# Modelmaking and the destruction of Stonehenge



## Mr Celine (21 Jun 2021)

When one of the Celinettes was little one of my sisters gave her a cardboard cut out model of a wizard's castle for Christmas. We spent many winter evenings making it, she would do the rough cutting out while I would do the fiddly bits that needed a sharp scalpel. All the time she would be making up and telling me stories about the young wizards, witches and other characters who inhabited the building we were making at the time. Once it was finished she continued to play with it for years. 

My other sister saw this but instead of thinking 'there's a little girl with a big imagination who likes wizards and stories' she must have thought 'there's a little girl who likes card models'. She gave her a model of Stonehenge for Christmas. With the castle we could make one building per night. With Stonehenge it was one stone.
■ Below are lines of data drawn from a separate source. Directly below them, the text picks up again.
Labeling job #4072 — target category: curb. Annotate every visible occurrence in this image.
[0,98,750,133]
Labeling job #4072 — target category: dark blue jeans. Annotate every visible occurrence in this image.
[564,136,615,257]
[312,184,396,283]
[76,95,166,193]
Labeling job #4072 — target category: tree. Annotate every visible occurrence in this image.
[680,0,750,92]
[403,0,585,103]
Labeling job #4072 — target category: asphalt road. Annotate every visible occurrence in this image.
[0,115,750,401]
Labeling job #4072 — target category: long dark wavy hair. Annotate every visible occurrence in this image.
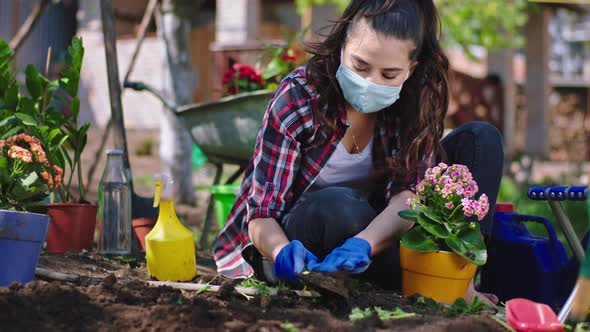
[305,0,449,184]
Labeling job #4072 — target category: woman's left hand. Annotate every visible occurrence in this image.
[308,237,371,273]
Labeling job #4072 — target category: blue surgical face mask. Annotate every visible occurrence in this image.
[336,53,410,113]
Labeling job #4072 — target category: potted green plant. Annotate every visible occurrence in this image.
[43,38,98,253]
[399,163,489,303]
[0,40,63,286]
[0,38,97,253]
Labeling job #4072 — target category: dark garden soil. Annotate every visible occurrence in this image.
[0,253,505,332]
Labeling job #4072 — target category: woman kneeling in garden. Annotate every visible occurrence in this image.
[213,0,503,304]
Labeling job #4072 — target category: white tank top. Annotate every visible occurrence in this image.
[313,138,373,190]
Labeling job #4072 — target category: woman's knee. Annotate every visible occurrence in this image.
[312,187,376,235]
[457,121,504,151]
[285,187,377,244]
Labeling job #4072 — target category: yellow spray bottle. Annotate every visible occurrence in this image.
[145,174,197,281]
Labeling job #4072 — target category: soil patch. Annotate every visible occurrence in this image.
[0,253,504,332]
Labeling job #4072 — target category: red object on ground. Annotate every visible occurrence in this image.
[506,298,565,332]
[131,218,158,251]
[46,203,98,254]
[494,202,514,213]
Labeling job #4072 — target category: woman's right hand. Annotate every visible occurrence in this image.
[274,240,319,283]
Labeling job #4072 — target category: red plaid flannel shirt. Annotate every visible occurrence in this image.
[213,67,415,278]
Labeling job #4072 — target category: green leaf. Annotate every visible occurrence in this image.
[397,209,420,221]
[21,172,39,187]
[418,213,451,239]
[348,308,373,322]
[56,135,69,147]
[71,97,80,119]
[0,157,10,184]
[25,65,41,99]
[401,225,439,252]
[2,126,23,139]
[261,58,287,80]
[62,38,84,97]
[14,113,38,126]
[445,233,488,266]
[4,83,18,110]
[46,128,61,143]
[422,206,443,223]
[0,115,16,128]
[18,97,38,118]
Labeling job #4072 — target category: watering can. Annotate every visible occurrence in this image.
[145,174,197,281]
[480,203,579,308]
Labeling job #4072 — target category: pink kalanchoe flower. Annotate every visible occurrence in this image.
[477,194,490,221]
[31,143,47,163]
[461,197,475,217]
[8,145,33,163]
[416,181,426,194]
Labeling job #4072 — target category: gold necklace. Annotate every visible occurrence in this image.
[350,125,362,160]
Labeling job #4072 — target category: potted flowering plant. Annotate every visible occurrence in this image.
[0,132,63,286]
[0,38,97,253]
[222,62,264,96]
[399,163,489,303]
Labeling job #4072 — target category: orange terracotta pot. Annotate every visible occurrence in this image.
[46,203,98,254]
[400,244,477,303]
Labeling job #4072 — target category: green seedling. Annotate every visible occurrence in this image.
[447,297,496,315]
[348,307,416,322]
[374,307,416,320]
[281,321,299,332]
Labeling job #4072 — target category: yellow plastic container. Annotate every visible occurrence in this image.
[145,175,197,281]
[400,244,477,303]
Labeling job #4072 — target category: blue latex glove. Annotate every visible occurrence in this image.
[309,237,371,273]
[274,240,319,283]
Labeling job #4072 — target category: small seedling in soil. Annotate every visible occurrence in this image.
[414,296,439,311]
[348,307,416,322]
[281,321,299,332]
[447,297,496,315]
[237,278,285,301]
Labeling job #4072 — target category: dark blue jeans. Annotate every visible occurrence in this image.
[248,122,504,289]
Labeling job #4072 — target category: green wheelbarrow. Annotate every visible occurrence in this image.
[123,81,274,248]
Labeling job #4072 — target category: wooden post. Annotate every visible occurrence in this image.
[525,4,552,158]
[488,49,516,160]
[301,5,339,41]
[215,0,260,44]
[100,0,133,179]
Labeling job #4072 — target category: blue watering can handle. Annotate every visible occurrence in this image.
[528,186,588,201]
[512,213,568,264]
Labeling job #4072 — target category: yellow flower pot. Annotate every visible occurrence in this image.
[400,244,477,303]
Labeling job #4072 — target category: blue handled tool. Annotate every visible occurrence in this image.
[528,186,588,323]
She lost interest on day 2. I persevered for about three winters, it being very fiddly and excruciatingly dull, but eventually completed it. 
















And then it was put on the top of a bookcase and sat gathering dust for several years.

But what did we all used to do with broken / unwanted Airfix kits?

Today is the summer solstice, so what better day to let the sun have it's revenge..... 






We can only imagine the terror experienced by the miniature druids as they are suddenly confronted with the apocalyptic sight of the first puffs of smoke pouring from one of the stones, while Rusty the giant chicken god looks on ready to pick off anyone who tries to escape. 

Unfortunately the sun was a bit intermittent and although the stone I was aiming at was soon smouldering there weren't enough flames. Cue the weed wand / flamethrower for full ignition.











Stonehenge is now utterly destroyed by fire. Should the summer be hot and sunny, you know who to thank.


----------